When a virus invades your cells, it changes your body. But in the process, the pathogen changes its shape, too. A new mathematical model predicts the points on the virus that allow this shape-shifting to occur, revealing a new way to find potential drug and vaccine targets. The unique math-based approach has already identified potential targets in the coronavirus that causes COVID-19.
Outlined in April in the Journal of Computational Biology, the strategy predicts protein sites on viruses that stash energy—important spots that drugs could disable. In a rare feat, the work proceeds from pure mathematics, says study author and mathematician Robert Penner of the Institute of Advanced Scientific Studies in France. “There's precious little pure math in biology,” he adds. The paper’s predictions face a long road before they can be verified experimentally, says John Yin, who studies viruses at the University of Wisconsin–Madison and was not involved in the research. But he agrees that Penner’s approach has potential. “He’s coming at this from a mathematician’s point of view—but a very scientifically informed mathematician,” Yin says. “So that’s highly rare.”
Penner’s method takes advantage of the fact that certain viral proteins alter their shape dramatically when viruses breach cells, and this transformation depends on unstable features. (A stable protein site, by definition, resists change.) By identifying “high free energy sites”—areas on a viral protein that store lots of energy—Penner realized he could spot likely “spring” points that mediate this change in shape. He calls such high-energy spots exotic sites. Finding them required some complex math.
Penner focused on the backbones of the proteins that undergo the most change during cell fusion and entry. He examined the hydrogen bonds that form between backbone sections when proteins fold. A protein consists of a series of individual units, or residues, with two such units forming hydrogen bonds. The bonded units rotate relative to each other, and those twists imply varying amounts of free energy in the residues involved.
To isolate the exotic rotations, Penner cranked a few mathematical levers on a giant collection of protein shapes. He and his colleagues had previously gathered a representative sample of proteins from a database and looked at the roughly 1.17 million backbone hydrogen bonds in the set. He then needed to establish how frequently different rotations appeared.
To find that information, Penner turned to geometry.

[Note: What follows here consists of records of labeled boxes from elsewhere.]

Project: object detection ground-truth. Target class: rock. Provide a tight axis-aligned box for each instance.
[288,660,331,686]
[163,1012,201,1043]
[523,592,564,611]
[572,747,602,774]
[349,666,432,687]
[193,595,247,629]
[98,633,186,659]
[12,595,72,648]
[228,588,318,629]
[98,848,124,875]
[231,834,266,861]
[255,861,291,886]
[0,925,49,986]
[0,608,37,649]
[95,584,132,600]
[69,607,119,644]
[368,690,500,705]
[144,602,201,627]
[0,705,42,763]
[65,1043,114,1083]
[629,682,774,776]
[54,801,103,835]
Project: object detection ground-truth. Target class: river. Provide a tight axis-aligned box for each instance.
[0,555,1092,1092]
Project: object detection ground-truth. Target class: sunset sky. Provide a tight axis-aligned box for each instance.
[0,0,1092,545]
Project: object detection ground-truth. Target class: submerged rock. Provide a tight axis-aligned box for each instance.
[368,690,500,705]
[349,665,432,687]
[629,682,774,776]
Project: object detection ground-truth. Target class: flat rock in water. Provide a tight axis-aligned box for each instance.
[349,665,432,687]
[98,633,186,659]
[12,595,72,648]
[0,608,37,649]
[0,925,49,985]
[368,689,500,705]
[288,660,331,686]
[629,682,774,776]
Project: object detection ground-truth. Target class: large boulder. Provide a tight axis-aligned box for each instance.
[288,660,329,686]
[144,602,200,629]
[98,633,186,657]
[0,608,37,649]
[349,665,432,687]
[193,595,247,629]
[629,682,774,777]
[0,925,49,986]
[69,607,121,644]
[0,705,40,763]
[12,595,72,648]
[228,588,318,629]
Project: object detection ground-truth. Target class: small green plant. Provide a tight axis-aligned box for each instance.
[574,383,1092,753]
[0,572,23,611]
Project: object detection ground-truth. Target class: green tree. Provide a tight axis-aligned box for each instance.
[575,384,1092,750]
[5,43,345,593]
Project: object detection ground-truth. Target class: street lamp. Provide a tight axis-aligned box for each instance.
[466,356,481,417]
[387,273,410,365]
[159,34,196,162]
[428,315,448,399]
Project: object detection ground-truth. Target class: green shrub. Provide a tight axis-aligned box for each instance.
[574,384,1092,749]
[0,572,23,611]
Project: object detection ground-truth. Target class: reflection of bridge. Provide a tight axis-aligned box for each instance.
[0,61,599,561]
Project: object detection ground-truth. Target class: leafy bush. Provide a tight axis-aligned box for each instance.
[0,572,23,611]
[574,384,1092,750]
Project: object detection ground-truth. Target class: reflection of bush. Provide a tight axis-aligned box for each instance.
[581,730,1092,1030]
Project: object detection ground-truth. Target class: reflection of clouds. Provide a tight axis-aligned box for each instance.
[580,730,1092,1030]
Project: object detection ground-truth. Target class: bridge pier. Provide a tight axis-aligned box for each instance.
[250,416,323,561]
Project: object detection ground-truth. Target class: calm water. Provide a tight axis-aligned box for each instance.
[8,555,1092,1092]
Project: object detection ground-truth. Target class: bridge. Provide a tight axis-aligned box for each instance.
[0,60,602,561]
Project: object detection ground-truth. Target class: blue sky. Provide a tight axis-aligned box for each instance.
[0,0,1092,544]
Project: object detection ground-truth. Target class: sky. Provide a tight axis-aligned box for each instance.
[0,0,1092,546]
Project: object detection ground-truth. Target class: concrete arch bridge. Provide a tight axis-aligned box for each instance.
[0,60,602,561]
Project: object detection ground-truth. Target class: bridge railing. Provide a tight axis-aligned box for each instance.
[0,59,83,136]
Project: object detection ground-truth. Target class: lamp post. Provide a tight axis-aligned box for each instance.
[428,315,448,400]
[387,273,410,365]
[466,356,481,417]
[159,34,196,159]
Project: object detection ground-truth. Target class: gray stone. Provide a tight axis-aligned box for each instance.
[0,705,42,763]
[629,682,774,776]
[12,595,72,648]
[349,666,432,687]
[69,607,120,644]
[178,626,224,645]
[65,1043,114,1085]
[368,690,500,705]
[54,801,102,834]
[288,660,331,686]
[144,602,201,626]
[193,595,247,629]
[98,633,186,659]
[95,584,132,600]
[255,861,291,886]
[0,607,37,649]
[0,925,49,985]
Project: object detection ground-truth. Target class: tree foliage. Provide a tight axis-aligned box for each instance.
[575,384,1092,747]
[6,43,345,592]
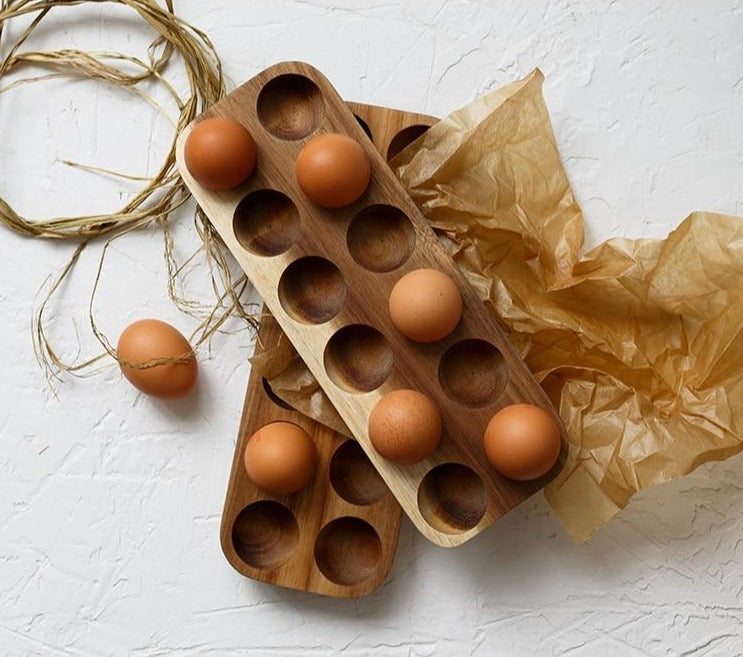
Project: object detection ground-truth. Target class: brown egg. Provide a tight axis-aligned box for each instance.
[369,390,441,465]
[116,319,198,399]
[296,133,371,208]
[183,116,256,191]
[244,422,317,495]
[485,404,560,481]
[390,269,462,342]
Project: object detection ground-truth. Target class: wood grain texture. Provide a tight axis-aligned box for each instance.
[220,103,436,598]
[176,62,566,546]
[220,313,402,598]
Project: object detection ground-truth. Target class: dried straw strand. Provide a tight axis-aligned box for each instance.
[0,0,256,381]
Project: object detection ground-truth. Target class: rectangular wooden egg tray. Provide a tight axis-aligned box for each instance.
[220,313,402,598]
[220,103,436,598]
[176,62,566,546]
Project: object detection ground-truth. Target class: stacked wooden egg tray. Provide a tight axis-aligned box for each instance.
[220,313,402,598]
[220,103,436,598]
[177,63,565,588]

In the 19th century, German mathematician Carl Friedrich Gauss showed that you can describe each unique rotation of three-dimensional space by specifying the axis around which that rotation turns and the amount by which it does so (picture a wheel turning around car axle by anywhere from zero to 360 degrees, or zero to two pi radians). You can represent each rotation with a vector, a measurement that has both a magnitude and a direction and that is usually pictured as an arrow of a certain length pointing in a specific direction. This arrow’s orientation describes the rotation’s axis, and the vector’s length gives the amount of rotation (imagine an axle that lengthens with further rotation). Collect all the vector arrows pointing out every which way from a central point, and you have all possible axes for a rotation to spin about. Spots along each axis (the arrow points of different vectors) identify all unique rotations: the possible amounts of rotation, from zero to two pi radians, around every axis.
Altogether these arrows make up a 3-D ball (imagine a spiny Koosh ball or a rolled-up hedgehog). This structure is what Penner wanted, because it allowed him to do some math on the points appearing in it. Penner mapped the rotations found in the database onto the ball. Then he calculated the frequency of each one by looking at the density of its surrounding region in the structure: rotations in less dense parts of the ball are rarer.
Scientists know that the frequency of a protein feature is related to a function of its free energy, such that rarer features have higher energies. So using established equations and the densities on the ball, Penner computed the free energy of different rotations, revealing exotic sites. One indication that the approach works is that it predicted already known functional sites, Penner says. But previously unknown sites discovered by this method could prove to be promising targets for drugs to attack.
If experiments verify Penner's predicted sites—a big if—the approach holds promise, says Arndt Benecke, a biological researcher at the French National Center for Scientific Research, who advises the mathematician. “If that were the case, then automatically, the free energy is something you could target that we’re not currently doing,” he says. “The whole thought of what could or should a drug or antibody do might change.”
In a follow-up study published in the same journal on Wednesday, Penner pinpointed three exotic “sites of interest” on the coronavirus behind COVID-19. But now they must survive the rigors of the lab. Experimenters need to show that knocking out the sites indeed releases free energy, Benecke says. Even then, they may remain inaccessible to drugs, he adds. And any treatments targeting the sites must survive the usual tests for efficacy and safety in animal models and then in people. “The literature is littered with failures,” Penner says.
Still, if the method works, it could have applications for a wider range of targets, from the signaling proteins that allow cells to communicate with their environment to prions, the misfolded proteins behind conditions such as mad cow disease. “This could go far beyond the viruses,” Benecke says.